A recommended starting point for new data scientists

A recommended starting point for new data scientists
0.0 0


If you are looking on getting into data science/machine learning/artificial intelligence, what you are going to have to learn is going to depend heavily on who you are, how you learn, and what you hope to accomplish. There are debates on what programming languages are better for what tasks, or if they’re necessary at all in the age of the GUI. There are algorithms that are in favor now that researchers are looking to replace with something faster and more accurate. Don’t forget to consider the importance of design in your visualizations, make sure you choose the right chart type for your data and the story you want it to tell. Regardless of what direction you head and how you choose to approach your journey, I would argue that the one objective necessity along the way for anyone looking to enter this field in any capacity is ethics.
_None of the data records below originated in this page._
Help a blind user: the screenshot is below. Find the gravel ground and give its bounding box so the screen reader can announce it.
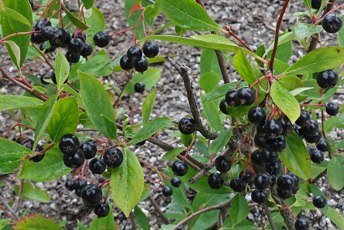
[0,0,344,229]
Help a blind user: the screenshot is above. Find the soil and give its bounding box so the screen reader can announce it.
[0,0,344,229]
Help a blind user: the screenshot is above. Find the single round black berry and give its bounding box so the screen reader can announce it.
[322,13,343,33]
[142,41,159,58]
[215,156,232,172]
[103,148,123,168]
[172,160,188,176]
[93,31,110,48]
[59,134,80,155]
[178,117,196,135]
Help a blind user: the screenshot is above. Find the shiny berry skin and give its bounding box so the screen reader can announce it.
[65,178,76,191]
[322,13,343,33]
[80,141,97,159]
[237,88,255,106]
[93,31,110,48]
[317,69,338,89]
[171,177,182,188]
[59,134,80,155]
[178,117,196,135]
[313,195,327,208]
[326,102,339,116]
[80,42,93,58]
[103,148,123,168]
[225,89,240,107]
[93,203,110,218]
[172,160,188,176]
[88,158,106,174]
[317,138,330,152]
[134,82,146,93]
[229,177,246,192]
[208,173,225,189]
[162,186,173,197]
[215,156,232,172]
[63,149,85,168]
[142,41,159,58]
[247,107,266,124]
[81,184,103,207]
[253,173,271,189]
[134,56,148,73]
[294,218,309,230]
[219,99,228,115]
[119,54,135,70]
[251,189,269,204]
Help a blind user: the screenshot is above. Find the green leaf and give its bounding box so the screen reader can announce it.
[229,193,250,227]
[0,137,32,174]
[127,117,173,146]
[13,215,63,230]
[278,131,311,180]
[284,46,344,75]
[110,149,144,217]
[208,128,233,155]
[233,49,257,85]
[47,97,79,144]
[0,0,32,69]
[123,68,161,94]
[14,182,50,203]
[134,206,150,230]
[157,0,221,31]
[32,93,59,149]
[142,88,156,124]
[271,81,301,124]
[79,71,116,137]
[327,157,344,191]
[55,50,69,88]
[62,4,88,30]
[18,146,72,182]
[0,95,44,111]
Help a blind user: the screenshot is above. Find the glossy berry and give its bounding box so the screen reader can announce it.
[251,189,269,204]
[248,107,266,124]
[80,141,97,159]
[225,89,240,107]
[317,138,330,152]
[171,177,182,188]
[142,41,159,58]
[326,102,339,116]
[80,42,93,58]
[103,148,123,168]
[237,88,255,106]
[178,117,196,135]
[93,31,110,48]
[88,158,106,174]
[317,69,338,89]
[215,156,232,172]
[162,186,173,197]
[59,134,80,155]
[93,203,110,218]
[322,13,343,33]
[65,178,76,191]
[313,195,327,208]
[219,99,228,115]
[294,218,309,230]
[81,184,103,207]
[63,149,85,168]
[119,54,135,70]
[229,177,246,192]
[172,160,188,176]
[253,173,271,189]
[134,56,148,73]
[208,172,225,189]
[134,82,146,93]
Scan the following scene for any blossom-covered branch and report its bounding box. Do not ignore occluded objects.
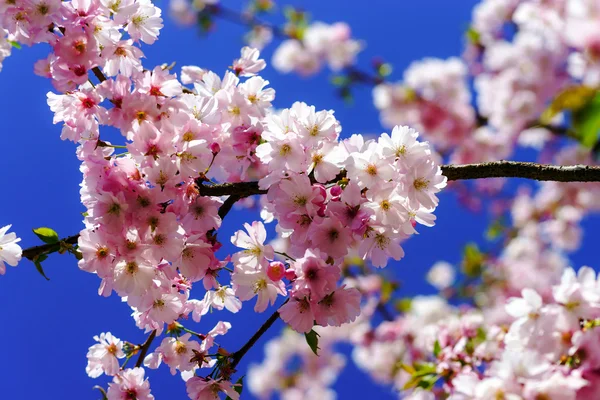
[23,235,79,261]
[441,161,600,182]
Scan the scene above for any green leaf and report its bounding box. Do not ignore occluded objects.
[465,26,481,44]
[417,375,440,390]
[485,217,506,241]
[33,254,50,281]
[304,329,320,356]
[394,297,412,313]
[433,340,442,358]
[92,385,108,400]
[377,63,392,77]
[33,227,58,244]
[400,363,417,375]
[573,93,600,148]
[540,85,596,125]
[380,279,398,304]
[225,375,245,400]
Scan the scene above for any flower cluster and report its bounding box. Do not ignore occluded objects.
[273,21,362,76]
[373,58,475,151]
[2,1,446,388]
[0,225,23,275]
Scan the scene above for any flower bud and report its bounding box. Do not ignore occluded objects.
[267,261,286,282]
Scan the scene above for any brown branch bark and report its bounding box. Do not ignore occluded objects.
[18,161,600,260]
[441,161,600,182]
[23,235,79,261]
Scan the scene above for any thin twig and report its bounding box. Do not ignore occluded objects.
[23,235,79,261]
[135,330,156,368]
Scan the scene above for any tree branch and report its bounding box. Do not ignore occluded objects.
[135,330,156,368]
[441,161,600,182]
[18,161,600,261]
[230,306,288,369]
[23,235,79,261]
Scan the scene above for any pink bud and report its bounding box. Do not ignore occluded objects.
[267,261,285,282]
[330,185,342,197]
[285,268,296,281]
[313,183,327,201]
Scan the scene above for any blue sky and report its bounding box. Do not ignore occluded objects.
[0,0,600,400]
With my background (psych major in college, currently data analyst at university psych department), the ethics of research involving human subjects has become so fundamental to me that it’s not even a conscious thought anymore. When the ethics of a project I contributed to was called into question (not long after the Cambridge Analytica scandal that blew up so big and has become a massive source for fear-mongering) I figured it’s time to make it a conscious thought, again.
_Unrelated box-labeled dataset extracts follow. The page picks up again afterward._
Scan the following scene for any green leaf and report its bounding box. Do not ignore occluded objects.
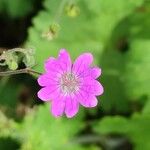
[21,105,84,150]
[123,39,150,100]
[94,114,150,150]
[0,0,34,18]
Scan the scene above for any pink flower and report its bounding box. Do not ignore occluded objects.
[38,49,103,118]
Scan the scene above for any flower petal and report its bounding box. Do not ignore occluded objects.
[38,74,58,86]
[80,78,104,95]
[91,67,101,79]
[65,96,79,118]
[80,67,101,79]
[72,53,93,75]
[51,98,65,117]
[45,57,64,73]
[37,86,59,101]
[77,91,98,107]
[58,49,72,71]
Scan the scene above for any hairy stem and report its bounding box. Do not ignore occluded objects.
[0,68,41,76]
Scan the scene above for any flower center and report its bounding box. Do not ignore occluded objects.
[60,73,79,94]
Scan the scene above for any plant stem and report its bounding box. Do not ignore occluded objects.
[0,68,41,76]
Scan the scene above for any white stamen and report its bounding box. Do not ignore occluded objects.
[60,73,79,95]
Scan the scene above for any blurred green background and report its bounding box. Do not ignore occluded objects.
[0,0,150,150]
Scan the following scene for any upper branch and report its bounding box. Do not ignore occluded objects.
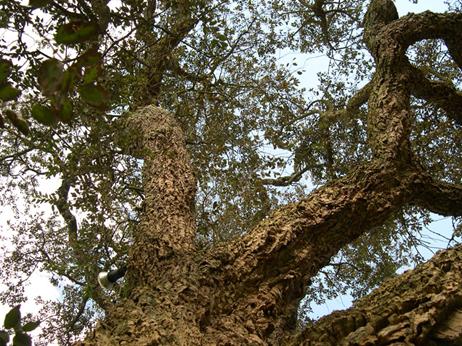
[409,64,462,124]
[415,174,462,216]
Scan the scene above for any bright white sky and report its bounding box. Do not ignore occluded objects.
[0,0,452,340]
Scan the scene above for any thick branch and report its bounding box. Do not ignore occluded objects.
[124,106,196,282]
[214,162,416,290]
[293,246,462,346]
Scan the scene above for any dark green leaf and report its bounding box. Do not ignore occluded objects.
[13,333,32,346]
[79,84,109,109]
[3,305,21,329]
[0,59,12,85]
[22,321,40,332]
[77,46,103,66]
[83,65,101,84]
[58,99,73,122]
[0,84,21,101]
[37,59,64,96]
[4,109,29,135]
[55,21,99,44]
[31,103,56,126]
[0,330,10,346]
[29,0,52,8]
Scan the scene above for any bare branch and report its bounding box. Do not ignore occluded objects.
[408,64,462,124]
[260,167,309,186]
[416,174,462,216]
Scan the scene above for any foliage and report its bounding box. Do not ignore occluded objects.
[0,0,462,344]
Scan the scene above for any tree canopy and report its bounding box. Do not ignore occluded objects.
[0,0,462,344]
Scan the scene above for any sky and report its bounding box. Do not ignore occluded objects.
[0,0,452,342]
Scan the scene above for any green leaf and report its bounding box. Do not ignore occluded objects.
[0,330,10,346]
[55,21,99,44]
[79,84,109,109]
[13,333,32,346]
[3,109,29,136]
[0,59,12,85]
[29,0,52,8]
[77,46,103,66]
[83,65,101,84]
[31,103,56,126]
[37,59,64,96]
[22,321,40,332]
[58,99,73,122]
[3,305,21,329]
[0,84,21,101]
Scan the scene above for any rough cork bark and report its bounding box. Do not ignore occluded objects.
[76,0,462,345]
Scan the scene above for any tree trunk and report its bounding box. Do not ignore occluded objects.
[79,0,462,345]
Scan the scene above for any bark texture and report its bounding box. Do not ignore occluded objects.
[76,0,462,345]
[294,246,462,346]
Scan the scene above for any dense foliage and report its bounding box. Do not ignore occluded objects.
[0,0,462,344]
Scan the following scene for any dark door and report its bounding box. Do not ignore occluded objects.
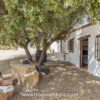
[80,38,88,69]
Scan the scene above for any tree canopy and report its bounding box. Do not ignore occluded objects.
[0,0,100,48]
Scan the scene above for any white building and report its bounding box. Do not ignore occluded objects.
[51,24,100,77]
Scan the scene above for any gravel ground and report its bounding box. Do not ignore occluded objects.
[0,58,100,100]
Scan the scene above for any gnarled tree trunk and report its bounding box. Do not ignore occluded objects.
[24,45,33,62]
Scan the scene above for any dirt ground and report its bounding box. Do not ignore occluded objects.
[0,58,100,100]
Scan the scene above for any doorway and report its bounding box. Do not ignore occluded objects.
[80,38,88,69]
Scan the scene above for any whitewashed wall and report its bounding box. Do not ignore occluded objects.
[66,25,100,77]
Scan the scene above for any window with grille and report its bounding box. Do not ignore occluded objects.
[68,39,74,52]
[95,35,100,60]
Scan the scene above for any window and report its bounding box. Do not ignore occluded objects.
[68,39,74,52]
[95,35,100,60]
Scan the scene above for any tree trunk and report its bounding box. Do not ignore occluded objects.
[38,49,47,66]
[35,49,42,63]
[24,46,33,62]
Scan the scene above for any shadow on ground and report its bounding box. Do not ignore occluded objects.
[0,59,100,100]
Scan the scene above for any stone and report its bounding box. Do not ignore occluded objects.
[0,86,14,100]
[0,75,17,100]
[10,62,39,89]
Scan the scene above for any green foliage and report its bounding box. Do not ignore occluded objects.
[0,0,100,48]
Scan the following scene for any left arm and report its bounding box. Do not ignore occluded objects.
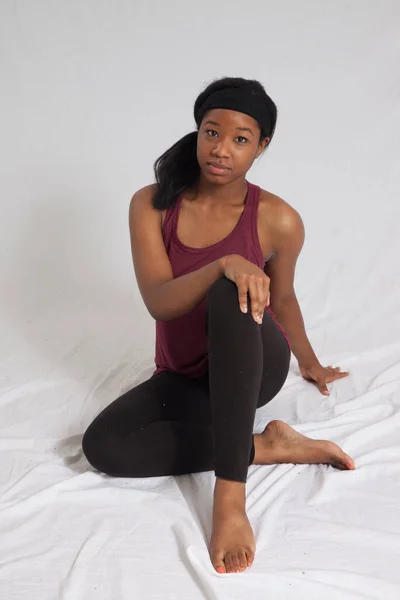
[264,202,348,395]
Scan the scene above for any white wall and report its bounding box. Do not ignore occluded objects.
[0,0,400,396]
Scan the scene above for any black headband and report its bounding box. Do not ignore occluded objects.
[195,88,271,135]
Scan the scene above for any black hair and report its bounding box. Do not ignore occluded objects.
[152,77,278,210]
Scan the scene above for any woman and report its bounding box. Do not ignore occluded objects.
[82,78,354,573]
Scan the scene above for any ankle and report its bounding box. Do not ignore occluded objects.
[214,477,246,510]
[251,433,265,465]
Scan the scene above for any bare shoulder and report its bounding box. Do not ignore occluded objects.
[130,183,158,207]
[259,188,304,236]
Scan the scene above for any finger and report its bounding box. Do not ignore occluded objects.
[326,373,349,383]
[264,277,271,306]
[248,277,260,323]
[237,282,248,313]
[318,382,329,396]
[257,279,267,320]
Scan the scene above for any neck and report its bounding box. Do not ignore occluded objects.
[188,174,247,207]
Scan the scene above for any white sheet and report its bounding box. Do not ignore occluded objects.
[0,0,400,600]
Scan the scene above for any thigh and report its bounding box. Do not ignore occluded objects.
[84,371,211,435]
[257,310,291,407]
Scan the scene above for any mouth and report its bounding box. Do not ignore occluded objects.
[207,163,230,175]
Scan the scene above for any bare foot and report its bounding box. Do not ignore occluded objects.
[253,421,355,470]
[210,504,256,573]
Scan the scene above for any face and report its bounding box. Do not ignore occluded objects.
[197,108,269,183]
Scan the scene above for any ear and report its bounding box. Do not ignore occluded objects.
[256,138,271,158]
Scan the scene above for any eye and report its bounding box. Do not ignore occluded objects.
[206,129,248,143]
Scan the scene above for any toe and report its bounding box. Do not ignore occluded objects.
[225,554,236,573]
[239,550,247,571]
[232,554,240,573]
[246,550,254,567]
[344,454,356,471]
[211,554,226,573]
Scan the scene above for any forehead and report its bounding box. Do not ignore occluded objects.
[203,108,259,135]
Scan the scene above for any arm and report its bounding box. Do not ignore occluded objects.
[264,202,319,367]
[129,185,224,321]
[264,201,349,396]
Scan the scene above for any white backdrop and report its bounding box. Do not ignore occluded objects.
[0,0,400,600]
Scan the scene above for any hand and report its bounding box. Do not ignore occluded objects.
[221,254,270,325]
[299,363,349,396]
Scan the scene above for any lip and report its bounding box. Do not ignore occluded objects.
[207,162,229,173]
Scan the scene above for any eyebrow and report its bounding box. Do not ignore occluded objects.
[204,121,254,135]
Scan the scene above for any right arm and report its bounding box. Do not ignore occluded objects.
[129,185,227,321]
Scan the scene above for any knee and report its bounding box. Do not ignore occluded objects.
[82,422,105,473]
[207,276,239,307]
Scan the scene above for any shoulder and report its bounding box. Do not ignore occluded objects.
[130,183,158,206]
[129,183,162,224]
[259,188,304,237]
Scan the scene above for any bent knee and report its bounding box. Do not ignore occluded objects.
[82,423,107,473]
[207,276,238,305]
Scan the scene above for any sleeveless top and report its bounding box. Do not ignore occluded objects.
[152,179,291,377]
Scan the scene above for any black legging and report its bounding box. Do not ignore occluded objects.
[82,277,290,482]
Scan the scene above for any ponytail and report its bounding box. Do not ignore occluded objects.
[152,77,277,210]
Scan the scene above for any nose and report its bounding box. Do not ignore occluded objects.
[212,139,229,158]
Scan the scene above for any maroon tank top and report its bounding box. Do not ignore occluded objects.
[153,179,290,377]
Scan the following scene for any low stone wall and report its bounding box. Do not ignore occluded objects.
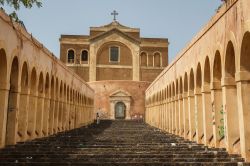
[0,10,94,147]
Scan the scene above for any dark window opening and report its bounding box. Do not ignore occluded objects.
[81,50,88,61]
[109,47,119,62]
[68,50,75,63]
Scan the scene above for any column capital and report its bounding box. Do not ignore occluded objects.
[187,90,194,97]
[221,77,236,87]
[210,81,221,90]
[201,85,210,93]
[178,94,182,100]
[194,88,201,95]
[235,71,250,82]
[182,92,187,98]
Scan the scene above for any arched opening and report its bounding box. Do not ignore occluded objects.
[188,69,196,140]
[0,49,9,146]
[140,52,147,66]
[115,102,126,119]
[240,32,250,72]
[237,31,250,159]
[195,63,204,143]
[5,57,19,145]
[49,76,55,135]
[27,68,37,139]
[202,57,213,145]
[81,50,89,64]
[68,49,75,63]
[223,41,240,152]
[18,62,29,141]
[36,72,44,137]
[211,51,225,147]
[69,89,73,129]
[154,52,161,67]
[170,82,176,133]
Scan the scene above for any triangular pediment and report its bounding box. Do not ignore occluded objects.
[110,90,131,97]
[90,28,141,44]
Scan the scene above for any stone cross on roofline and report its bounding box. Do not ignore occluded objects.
[111,10,119,21]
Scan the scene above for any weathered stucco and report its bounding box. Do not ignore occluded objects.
[146,0,250,161]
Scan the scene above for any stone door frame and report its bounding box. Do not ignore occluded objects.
[109,90,131,120]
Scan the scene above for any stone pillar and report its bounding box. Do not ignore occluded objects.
[27,93,37,139]
[53,97,59,134]
[188,90,196,141]
[174,96,180,135]
[0,85,9,148]
[169,98,173,133]
[182,92,189,139]
[131,46,140,81]
[62,96,67,131]
[236,72,250,162]
[222,78,240,153]
[35,94,45,137]
[211,82,224,148]
[163,100,167,131]
[43,96,50,136]
[18,91,30,141]
[89,44,97,82]
[49,97,55,135]
[5,91,20,145]
[201,85,213,146]
[178,94,184,136]
[58,96,63,131]
[194,88,204,144]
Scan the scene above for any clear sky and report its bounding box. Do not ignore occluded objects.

I know how easy it is to get caught up in the excitement of making discoveries in data and wanting to dig as deep as you possibly can and learn as much as possible. It’s important to keep in mind at all times that, while data science may not have the same legal restrictions as traditional sciences do, it is still science. It’s research and we have an obligation to respect it, and the subjects of our research, as such.

The University of Michigan has a Data Science Ethics course available on edX. I haven’t yet completed it, but so far there has been no programming or analysis involved, just critical thinking. No employer is going to think less of you for not taking the course (out of sight, out of mind), so try and take the lectures seriously and don’t just fly through the course to say that you’ve done it.
The discussion threads in the course start pretty sparse and get more so as the modules progress, but try and participate as much as you can. I’d be thrilled to be a part of any discussions of the course materials in these forums, FreeCodeCamp’s Data Science Gitter channel or on Twitter for anyone who prefers such platforms.

You can read about the course in an interview with the instructor here,or keep tabs on his blog

I would also encourage reading over the community principles and manifesto, sign and subscribe to any updates to either (I’ve received maybe two emails from them including the initial email thanking me for signing, so if you have a fear of your inbox being blown up, that’s not an issue).

And my most important advice that I’ve stated but will restate:
Keep ethics in mind with each project you do. Encourage others to consider the ethics of their projects, recommend the resources I have if they’re not sure what that even means.


Very nice write up! Agreed that data regarding human subjects should be taken with great care and ethically. The topic of ethics and data science have been brought up recently by the former US chief data scientist, Dr. DJ Patil and WIRED magazine. In the financial sector, this has been brought up years ago. All these examples do allude and propose some sort of Hippocratic Oath of sorts to be followed.

Because there is no consensus on this so far (apart from some community generated manifestos, which are great!), one place we can look towards are software engineering ethics (PDF). I suggest this because data scientists these days have to be part software engineer to get their code and such running in the first place! So as a stepping point, here is a Code of Ethics by IEEE that could be followed in the meantime.